Completely! Their approach is very different. It’s good for the team because we can improve and grow up together. Luca is very calm – he arrives at the top level, ticking all the boxes – tick, tick, tick – so when he arrives he knows why he’s there and he stays there. Bez is more of a natural talent, more like Valentino than Luca.
Last winter I asked Bez to improve in this area, to stay more in the garage, to stay more with his engineers and the data, and to try to crash less, because his talent is good but that’s not enough in MotoGP. I also asked Marini to be a little more like Marco. Marini asked me, “Why?!” I said because you need to take the good parts of Marco. Now some parts of Bez are like Luca and some parts of Luca are like Bez. Both have improved.

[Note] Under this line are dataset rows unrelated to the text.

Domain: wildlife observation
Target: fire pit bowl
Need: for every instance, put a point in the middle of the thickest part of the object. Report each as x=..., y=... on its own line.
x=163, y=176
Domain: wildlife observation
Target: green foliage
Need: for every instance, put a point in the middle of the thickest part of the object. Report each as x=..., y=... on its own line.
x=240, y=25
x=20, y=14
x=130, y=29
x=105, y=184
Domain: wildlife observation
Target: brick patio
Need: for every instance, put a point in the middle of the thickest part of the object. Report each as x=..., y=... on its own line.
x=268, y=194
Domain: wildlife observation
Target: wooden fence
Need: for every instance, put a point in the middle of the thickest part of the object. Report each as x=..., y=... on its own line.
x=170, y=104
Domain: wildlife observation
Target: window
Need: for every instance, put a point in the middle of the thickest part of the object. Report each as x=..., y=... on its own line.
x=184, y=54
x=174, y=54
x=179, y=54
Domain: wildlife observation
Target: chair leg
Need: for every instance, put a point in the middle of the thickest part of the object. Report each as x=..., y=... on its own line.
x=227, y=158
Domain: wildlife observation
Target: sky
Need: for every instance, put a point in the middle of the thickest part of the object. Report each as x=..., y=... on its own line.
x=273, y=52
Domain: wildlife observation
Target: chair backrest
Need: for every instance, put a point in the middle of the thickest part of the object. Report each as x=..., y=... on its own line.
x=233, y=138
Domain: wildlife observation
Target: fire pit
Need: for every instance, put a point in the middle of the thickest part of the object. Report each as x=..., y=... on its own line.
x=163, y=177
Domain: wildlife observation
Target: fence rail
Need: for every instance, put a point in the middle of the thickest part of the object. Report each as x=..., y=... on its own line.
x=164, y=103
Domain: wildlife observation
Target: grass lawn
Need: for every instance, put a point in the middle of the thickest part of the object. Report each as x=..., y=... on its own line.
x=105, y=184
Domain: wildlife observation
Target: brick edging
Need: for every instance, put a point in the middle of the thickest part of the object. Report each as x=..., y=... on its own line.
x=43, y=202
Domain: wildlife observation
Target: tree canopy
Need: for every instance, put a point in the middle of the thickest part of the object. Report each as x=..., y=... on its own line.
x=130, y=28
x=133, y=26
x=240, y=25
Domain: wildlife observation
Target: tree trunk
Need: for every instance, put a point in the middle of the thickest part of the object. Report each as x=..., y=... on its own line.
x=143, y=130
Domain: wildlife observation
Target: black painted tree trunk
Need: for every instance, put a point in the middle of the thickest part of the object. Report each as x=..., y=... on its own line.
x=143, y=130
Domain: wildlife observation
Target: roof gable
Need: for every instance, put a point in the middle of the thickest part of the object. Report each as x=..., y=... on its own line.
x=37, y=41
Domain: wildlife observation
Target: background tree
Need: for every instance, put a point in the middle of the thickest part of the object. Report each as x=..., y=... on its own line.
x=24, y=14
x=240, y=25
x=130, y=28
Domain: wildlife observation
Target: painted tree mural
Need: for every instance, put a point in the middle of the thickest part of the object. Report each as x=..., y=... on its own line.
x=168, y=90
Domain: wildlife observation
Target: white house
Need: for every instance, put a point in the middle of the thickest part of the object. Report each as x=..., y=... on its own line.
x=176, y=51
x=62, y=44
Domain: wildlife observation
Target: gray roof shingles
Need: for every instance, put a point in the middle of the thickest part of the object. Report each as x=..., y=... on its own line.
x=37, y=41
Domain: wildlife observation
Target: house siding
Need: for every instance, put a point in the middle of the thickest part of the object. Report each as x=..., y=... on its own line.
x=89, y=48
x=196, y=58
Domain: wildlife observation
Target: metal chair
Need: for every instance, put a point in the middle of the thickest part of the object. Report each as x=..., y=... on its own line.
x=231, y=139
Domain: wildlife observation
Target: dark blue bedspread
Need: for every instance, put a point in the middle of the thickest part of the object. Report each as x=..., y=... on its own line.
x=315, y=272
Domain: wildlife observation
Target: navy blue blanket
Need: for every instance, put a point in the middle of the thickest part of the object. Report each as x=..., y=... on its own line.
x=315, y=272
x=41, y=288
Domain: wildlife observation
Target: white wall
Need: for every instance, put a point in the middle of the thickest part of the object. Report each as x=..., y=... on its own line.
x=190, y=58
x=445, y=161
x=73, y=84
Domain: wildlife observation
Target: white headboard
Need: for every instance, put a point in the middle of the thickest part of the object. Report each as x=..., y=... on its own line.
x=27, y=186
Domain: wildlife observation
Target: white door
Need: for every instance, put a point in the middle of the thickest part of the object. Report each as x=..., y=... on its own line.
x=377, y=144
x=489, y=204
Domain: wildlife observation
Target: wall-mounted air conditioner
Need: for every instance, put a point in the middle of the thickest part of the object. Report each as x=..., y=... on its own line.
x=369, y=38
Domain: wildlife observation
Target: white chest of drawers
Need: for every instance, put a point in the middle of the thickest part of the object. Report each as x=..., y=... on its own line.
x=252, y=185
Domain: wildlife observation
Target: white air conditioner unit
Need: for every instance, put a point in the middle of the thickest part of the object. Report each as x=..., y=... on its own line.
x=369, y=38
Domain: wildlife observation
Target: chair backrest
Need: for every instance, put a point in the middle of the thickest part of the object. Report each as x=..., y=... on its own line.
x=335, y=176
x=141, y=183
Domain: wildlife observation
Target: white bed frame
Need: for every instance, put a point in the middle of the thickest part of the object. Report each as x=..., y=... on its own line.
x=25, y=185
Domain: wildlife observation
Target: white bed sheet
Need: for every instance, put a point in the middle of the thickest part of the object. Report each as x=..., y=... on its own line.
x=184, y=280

How does the team work as a whole?
We work a lot together. We have meetings on Thursday afternoons, with both riders and all their engineers. I don’t think other teams do this. We didn’t do this last year because Bez had a GP21 and Luca had a GP22. I remember when I was at Petronas with Vale it wasn’t like this – Vale went one way and Franky [Morbidelli] the other. Now in MotoGP you shouldn’t make war with the other rider in your box, so now it’s better like this.
What happens if you beat the Ducati factory team to the title?
Sincerely, it’s very difficult! I speak to Dall’Igna – he’s very happy about our work and he always says that for him the important thing is that a Ducati wins – he doesn’t care if the bike is red or black or whatever. We have a good relationship.